In the meantime, they can expect more opinions in this vein from the Roberts Court. Justice Alito's solicitude for employers is not new. Before joining the Supreme Court in February 2006, as an appellate judge on the Third Circuit Court of Appeals, he repeatedly pressed legal theories or factual interpretations, usually in dissent, designed to keep juries from hearing employment discrimination claims. In one such case, the majority opinion observed that his position "would immunize an employer" even if he or she were motivated by "conscious racial bias." In another, the majority noted that if his approach represented the law, "few if any [discrimination] cases would survive."
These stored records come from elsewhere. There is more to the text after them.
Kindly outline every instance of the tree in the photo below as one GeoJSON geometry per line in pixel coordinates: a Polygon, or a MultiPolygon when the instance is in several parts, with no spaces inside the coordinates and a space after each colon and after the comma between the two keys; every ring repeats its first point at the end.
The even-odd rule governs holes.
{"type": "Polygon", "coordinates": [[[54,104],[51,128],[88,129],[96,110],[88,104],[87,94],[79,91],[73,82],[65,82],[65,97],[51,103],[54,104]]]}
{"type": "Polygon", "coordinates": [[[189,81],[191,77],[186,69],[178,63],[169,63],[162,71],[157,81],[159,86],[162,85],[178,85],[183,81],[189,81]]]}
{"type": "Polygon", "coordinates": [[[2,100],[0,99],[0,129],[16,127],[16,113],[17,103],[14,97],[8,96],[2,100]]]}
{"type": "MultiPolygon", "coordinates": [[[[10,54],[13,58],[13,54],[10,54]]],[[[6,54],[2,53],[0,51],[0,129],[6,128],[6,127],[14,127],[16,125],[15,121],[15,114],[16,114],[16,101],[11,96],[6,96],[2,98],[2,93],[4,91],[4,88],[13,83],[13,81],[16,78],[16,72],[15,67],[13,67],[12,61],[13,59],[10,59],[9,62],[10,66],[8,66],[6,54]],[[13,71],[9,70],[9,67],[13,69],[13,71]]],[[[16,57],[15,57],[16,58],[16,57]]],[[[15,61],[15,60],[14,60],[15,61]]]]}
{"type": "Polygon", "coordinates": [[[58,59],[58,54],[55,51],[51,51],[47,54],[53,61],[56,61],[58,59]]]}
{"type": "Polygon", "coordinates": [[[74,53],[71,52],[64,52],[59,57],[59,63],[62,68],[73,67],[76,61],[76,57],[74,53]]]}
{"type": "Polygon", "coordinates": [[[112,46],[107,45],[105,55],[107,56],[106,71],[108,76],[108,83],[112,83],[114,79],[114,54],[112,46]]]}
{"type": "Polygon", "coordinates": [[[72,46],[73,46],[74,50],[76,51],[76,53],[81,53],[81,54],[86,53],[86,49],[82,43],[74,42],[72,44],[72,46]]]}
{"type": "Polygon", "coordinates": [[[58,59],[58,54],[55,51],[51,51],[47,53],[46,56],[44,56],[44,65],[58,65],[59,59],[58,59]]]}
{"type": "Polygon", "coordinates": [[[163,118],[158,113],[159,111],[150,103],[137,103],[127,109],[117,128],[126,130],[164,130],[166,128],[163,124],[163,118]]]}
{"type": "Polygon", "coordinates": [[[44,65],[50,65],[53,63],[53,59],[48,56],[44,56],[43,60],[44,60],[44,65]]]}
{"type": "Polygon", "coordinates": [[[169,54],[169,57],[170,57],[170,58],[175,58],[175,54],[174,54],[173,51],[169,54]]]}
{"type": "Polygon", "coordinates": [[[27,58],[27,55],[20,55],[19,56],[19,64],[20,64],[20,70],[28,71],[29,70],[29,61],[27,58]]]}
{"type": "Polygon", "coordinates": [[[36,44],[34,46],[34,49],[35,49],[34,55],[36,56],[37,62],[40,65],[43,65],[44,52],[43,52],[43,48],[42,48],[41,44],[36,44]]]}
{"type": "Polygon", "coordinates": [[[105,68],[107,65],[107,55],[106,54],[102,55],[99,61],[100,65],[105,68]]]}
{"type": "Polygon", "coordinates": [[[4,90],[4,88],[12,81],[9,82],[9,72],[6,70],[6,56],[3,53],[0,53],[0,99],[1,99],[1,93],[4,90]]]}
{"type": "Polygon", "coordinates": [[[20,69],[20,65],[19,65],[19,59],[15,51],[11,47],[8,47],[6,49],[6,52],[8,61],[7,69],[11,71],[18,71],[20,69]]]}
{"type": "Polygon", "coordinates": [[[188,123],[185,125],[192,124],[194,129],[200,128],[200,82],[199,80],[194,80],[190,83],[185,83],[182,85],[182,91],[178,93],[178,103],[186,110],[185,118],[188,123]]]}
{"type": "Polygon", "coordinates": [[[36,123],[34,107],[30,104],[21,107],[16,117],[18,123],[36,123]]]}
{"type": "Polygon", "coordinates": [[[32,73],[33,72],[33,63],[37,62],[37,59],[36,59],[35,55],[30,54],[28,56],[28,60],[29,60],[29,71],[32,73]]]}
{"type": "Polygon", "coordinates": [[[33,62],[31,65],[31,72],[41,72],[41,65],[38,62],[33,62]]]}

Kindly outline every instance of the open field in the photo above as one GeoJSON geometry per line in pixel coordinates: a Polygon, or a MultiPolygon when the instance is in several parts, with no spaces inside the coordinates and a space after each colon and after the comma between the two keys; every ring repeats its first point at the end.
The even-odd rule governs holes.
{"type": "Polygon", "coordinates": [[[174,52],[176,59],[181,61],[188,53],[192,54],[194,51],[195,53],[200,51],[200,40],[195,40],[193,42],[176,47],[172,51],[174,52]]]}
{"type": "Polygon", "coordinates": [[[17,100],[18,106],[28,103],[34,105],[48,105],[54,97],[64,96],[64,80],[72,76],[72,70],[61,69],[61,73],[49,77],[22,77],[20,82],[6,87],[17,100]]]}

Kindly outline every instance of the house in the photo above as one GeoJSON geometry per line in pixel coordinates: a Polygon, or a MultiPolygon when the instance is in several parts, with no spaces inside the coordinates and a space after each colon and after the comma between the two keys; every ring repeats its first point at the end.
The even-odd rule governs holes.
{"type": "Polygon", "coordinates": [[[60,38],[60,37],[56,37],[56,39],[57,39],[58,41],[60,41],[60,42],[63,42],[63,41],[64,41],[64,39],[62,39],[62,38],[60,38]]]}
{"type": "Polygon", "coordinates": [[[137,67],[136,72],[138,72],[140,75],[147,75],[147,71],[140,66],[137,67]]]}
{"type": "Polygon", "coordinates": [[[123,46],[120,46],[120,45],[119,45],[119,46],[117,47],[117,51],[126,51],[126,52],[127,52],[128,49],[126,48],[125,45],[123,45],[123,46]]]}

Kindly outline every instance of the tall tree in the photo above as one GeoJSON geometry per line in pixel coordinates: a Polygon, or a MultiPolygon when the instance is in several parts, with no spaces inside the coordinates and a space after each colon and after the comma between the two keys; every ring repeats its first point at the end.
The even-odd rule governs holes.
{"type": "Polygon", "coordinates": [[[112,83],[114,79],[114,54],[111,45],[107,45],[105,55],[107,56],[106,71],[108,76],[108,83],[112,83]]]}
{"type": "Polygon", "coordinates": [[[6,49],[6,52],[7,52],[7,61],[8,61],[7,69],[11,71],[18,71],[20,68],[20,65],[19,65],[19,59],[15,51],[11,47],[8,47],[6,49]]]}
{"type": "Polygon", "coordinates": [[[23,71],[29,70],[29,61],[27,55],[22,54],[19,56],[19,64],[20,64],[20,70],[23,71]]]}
In moving his campaign against worker protections to the Supreme Court, Alito and his fellow zealots have drifted far from a recognizably conservative vision of their role. Their message to working citizens like Lilly Ledbetter is clear enough: you may play by the rules, but we will use our life-tenured authority to keep Congress from applying those rules to your boss. So much for equal justice, the rule of law, or respect for Congress.